Finetune AM from pretained riva/tlt model

Please provide the following information when requesting support.

Hardware - GPU T4
Hardware - CPU Intel(R) Xeon(R) Platinum 8259CL CPU @ 2.50GHz
Operating System Ubuntu 20.04.3 LTS
Riva Version v2.2.1
TLT Version (if relevant)
How to reproduce the issue ? (This is for errors. Please share the command and the detailed log here)

command:

tao speech_to_text_conformer train -e /specs -g 1 training_ds.manifest_filepath=/data/train_clean_5.json validation_ds.manifest_filepath=/data/dev_clean_2.json trainer.max_epochs=2  -r /results --config-path /specs/ --config-name train_conformer_bpe_small.yaml -m data/speechtotext_es_us_conformer_vtrainable_v2.1/speechtotext_es_us_conformer.tlt

attaching the config file.

train_conformer_bpe_small.yaml (5.1 KB)

The model is getting trained from scratch/last saved checkpoint. it doesn’t take the .tlt

Thanks,
Supreet

Hi @supreet.preet

Thanks for your interest in Riva

Thanks for sharing the command, the command you have posted will be used for training (initial face)

To finetune from a previous checkpoint
Please run the below command

tao speech_to_text_conformer finetune -e <experiment_spec> \
                             -m <model_checkpoint> \
                             -g <num_gpus>
  • -m: The path to the model checkpoint from which to fine-tune.
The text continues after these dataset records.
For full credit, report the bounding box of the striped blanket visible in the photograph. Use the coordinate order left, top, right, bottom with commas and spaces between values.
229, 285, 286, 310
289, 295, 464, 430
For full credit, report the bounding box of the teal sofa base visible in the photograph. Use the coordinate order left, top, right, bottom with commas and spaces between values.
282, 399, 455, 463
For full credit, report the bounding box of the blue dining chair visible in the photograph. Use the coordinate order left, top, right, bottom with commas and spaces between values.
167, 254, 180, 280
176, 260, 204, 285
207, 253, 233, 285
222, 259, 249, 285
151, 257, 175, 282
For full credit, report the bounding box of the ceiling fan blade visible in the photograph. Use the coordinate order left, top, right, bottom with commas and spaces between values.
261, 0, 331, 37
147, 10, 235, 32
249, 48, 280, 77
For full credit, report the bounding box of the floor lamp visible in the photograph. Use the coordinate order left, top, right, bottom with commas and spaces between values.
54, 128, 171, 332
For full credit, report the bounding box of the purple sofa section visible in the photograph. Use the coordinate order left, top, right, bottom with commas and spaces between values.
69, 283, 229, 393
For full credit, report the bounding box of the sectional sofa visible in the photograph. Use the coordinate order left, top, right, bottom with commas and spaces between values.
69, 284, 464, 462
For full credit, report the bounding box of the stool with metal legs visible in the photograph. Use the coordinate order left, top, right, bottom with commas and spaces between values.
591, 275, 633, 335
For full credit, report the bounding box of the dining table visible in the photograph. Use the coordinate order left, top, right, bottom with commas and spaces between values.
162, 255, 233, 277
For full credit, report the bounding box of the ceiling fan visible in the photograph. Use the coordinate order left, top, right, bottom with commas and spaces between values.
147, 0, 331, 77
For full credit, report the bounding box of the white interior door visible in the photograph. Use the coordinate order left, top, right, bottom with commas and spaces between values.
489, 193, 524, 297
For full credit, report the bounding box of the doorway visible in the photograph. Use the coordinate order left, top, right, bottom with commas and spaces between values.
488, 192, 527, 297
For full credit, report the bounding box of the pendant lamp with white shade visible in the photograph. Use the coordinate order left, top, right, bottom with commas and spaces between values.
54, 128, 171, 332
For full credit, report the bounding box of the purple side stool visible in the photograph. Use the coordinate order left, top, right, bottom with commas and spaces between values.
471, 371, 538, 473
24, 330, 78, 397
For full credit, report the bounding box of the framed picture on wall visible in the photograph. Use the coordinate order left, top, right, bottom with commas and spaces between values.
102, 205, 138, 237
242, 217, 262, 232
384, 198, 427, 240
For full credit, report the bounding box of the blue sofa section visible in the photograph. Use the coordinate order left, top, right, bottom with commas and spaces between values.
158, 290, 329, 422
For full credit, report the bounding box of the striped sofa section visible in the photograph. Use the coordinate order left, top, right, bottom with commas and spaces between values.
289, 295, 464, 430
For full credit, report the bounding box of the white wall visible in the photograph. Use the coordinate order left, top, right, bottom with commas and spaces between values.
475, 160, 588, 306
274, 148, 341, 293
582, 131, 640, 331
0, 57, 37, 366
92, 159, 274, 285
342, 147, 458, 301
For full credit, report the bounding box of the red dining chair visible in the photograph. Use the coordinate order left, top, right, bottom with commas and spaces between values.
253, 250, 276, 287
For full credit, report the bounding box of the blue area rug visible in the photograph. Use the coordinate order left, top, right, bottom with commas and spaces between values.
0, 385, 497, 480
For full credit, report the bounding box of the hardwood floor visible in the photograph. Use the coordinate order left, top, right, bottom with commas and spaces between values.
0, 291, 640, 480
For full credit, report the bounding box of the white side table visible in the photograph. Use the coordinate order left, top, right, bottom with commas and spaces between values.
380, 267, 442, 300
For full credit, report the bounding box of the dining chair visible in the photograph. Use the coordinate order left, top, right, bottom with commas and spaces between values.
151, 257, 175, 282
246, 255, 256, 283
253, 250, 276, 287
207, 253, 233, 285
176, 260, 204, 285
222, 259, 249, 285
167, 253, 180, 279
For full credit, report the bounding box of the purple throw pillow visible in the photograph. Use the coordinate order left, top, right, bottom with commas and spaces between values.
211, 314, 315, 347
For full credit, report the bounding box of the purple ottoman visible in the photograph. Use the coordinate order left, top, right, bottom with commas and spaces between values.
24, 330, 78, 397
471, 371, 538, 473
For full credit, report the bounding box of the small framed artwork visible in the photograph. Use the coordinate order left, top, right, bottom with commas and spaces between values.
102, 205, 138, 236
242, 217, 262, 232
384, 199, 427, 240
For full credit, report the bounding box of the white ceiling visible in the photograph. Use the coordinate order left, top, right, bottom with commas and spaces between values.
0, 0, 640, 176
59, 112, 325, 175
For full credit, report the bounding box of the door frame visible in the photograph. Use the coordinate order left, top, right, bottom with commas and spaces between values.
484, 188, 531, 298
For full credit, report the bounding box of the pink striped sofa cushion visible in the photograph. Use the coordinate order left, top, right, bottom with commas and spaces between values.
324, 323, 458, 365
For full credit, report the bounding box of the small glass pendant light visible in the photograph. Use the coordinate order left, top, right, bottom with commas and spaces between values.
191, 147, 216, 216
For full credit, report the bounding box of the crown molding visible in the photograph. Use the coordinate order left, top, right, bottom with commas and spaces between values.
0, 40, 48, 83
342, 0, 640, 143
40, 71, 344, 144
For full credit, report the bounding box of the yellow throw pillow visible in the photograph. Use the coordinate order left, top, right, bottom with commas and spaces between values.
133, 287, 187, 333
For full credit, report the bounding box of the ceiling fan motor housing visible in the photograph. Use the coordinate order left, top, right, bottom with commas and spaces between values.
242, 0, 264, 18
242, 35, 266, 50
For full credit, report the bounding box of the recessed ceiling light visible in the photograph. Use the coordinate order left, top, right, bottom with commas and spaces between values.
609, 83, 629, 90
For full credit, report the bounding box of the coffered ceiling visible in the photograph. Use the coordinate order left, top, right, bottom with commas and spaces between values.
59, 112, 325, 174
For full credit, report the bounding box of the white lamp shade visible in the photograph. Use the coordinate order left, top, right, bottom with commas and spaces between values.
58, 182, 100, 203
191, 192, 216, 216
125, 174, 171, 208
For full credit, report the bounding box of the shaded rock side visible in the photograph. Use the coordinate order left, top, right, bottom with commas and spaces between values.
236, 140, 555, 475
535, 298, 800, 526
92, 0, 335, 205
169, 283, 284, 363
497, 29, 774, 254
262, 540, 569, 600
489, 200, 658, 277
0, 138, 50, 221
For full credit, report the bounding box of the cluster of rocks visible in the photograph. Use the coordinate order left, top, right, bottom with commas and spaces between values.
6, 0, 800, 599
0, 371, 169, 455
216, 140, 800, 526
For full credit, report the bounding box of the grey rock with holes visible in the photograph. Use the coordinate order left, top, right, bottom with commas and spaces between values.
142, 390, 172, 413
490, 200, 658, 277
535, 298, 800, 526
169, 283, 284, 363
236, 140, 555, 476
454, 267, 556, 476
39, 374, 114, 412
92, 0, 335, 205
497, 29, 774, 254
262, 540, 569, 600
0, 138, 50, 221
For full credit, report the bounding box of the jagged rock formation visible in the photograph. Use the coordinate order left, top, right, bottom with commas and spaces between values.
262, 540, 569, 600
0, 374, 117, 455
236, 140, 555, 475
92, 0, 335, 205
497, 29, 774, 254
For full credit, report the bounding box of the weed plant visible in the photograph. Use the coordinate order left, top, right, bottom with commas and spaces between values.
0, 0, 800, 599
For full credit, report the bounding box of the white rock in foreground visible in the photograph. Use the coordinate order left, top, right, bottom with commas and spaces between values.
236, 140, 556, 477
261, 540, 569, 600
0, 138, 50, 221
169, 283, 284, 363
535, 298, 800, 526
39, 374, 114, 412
The model checkpoint should be a .tlt file.
  • -e: The experiment specification file to set up fine-tuning. This requires the trainer, save_to, and optim configurations described in the “Training Process Configs” section, as well as finetuning_ds and validation_ds configs, as described in the “Dataset Configs” section. Additionally, if your fine-tuning dataset has a different vocabulary (i.e. set of labels) than the trained model checkpoint, you must also set change_vocabulary: true at the top level of your specification file.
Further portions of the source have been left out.